Not a long time ago, in a galaxy not very far away, an astronomer and a computer scientist walk into a bar...

We are on the verge of revolutionizing our understanding of galaxies in the nearby universe. The vast amount of spatially-resolved spectroscopic data produced by new-generation instruments and telescopes as part of large-scale survey projects, such as SAMI, Hector, and WALLABY, will reveal the internal structure and kinematics of many thousands of galaxies. This unprecedented amount of information will enable scientists to conduct large-scale statistical multi-wavelength studies for first time, and shed light into several aspects of galaxy structure, formation, and evolution.

To tackle the technical and science analysis requirements of this ever growing amount of data I developed an extensible high-performance software for modelling the kinematics and photometry of galaxies. The generality of the software enables it to tackle a wide range of science cases, from the modelling of simple rotating disks, to the simultaneous fitting of multi-wavelength observations with peculiar morphological and kinematic signatures. Its flexible architecture allows it to support a great range of galaxy models and optimisation techniques, while it can also run on a variety of computational hardware including multi-core CPUs and GPUs.

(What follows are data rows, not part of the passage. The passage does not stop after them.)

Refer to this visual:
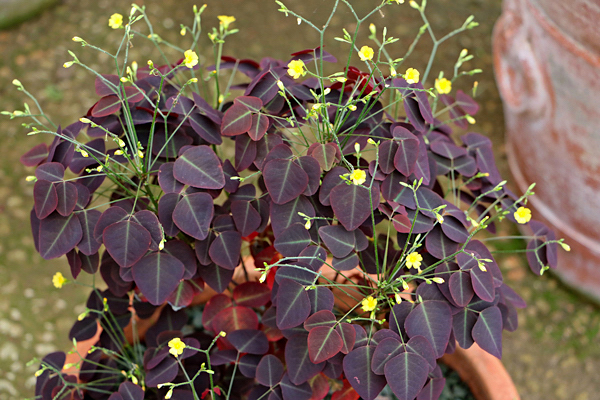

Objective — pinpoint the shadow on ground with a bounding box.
[0,0,600,400]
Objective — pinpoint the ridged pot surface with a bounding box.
[493,0,600,301]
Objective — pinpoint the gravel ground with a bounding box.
[0,0,600,400]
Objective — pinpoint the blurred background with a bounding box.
[0,0,600,400]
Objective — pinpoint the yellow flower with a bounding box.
[108,13,123,29]
[350,169,367,185]
[362,296,377,312]
[406,251,423,269]
[52,272,67,289]
[183,50,198,68]
[217,15,235,29]
[168,338,185,357]
[288,60,306,79]
[404,68,419,83]
[513,207,531,224]
[358,46,375,61]
[435,78,452,94]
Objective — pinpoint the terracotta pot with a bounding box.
[441,343,521,400]
[493,0,600,301]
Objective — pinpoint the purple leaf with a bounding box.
[498,303,519,332]
[277,279,311,330]
[158,162,185,193]
[173,146,225,189]
[393,126,419,176]
[371,337,406,375]
[192,92,223,125]
[275,263,315,286]
[227,329,269,355]
[296,156,321,196]
[33,179,57,219]
[452,308,477,349]
[404,97,427,132]
[308,326,343,364]
[392,214,416,233]
[425,227,460,260]
[285,333,325,385]
[189,111,223,144]
[385,352,429,400]
[55,182,77,217]
[171,192,214,240]
[248,114,270,141]
[472,306,502,359]
[69,138,105,174]
[330,184,371,231]
[273,224,310,257]
[35,162,65,182]
[77,210,102,256]
[308,286,335,313]
[146,357,179,387]
[304,310,336,332]
[94,208,129,243]
[470,267,496,301]
[319,225,355,258]
[381,171,416,209]
[404,300,452,358]
[280,371,313,400]
[377,140,398,174]
[133,210,163,251]
[212,306,258,335]
[237,354,261,378]
[298,245,327,272]
[256,354,283,387]
[269,196,315,237]
[38,213,83,260]
[388,301,414,334]
[119,382,144,400]
[132,252,185,306]
[449,271,474,307]
[233,282,271,307]
[343,346,386,400]
[441,217,469,243]
[335,322,356,354]
[263,159,308,204]
[310,143,336,171]
[406,336,437,371]
[102,220,152,268]
[198,263,234,292]
[221,103,252,136]
[167,281,200,310]
[417,187,444,218]
[208,231,242,269]
[235,135,256,172]
[319,167,348,206]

In this talk I am going to give an overview of the upcoming major release of the software and comment on its significance in the era of the large-scale 3D spectroscopic galaxy surveys. I will discuss why and how the software evolved from a pure C++ code to a Python project. I will comment on the design decisions I had to make, and I will provide a review of the most essential libraries used by the software. Throughout the talk, I will discuss the technical challenges I faced during the development of the software from an astronomer’s as well as a computer scientist’s perspective.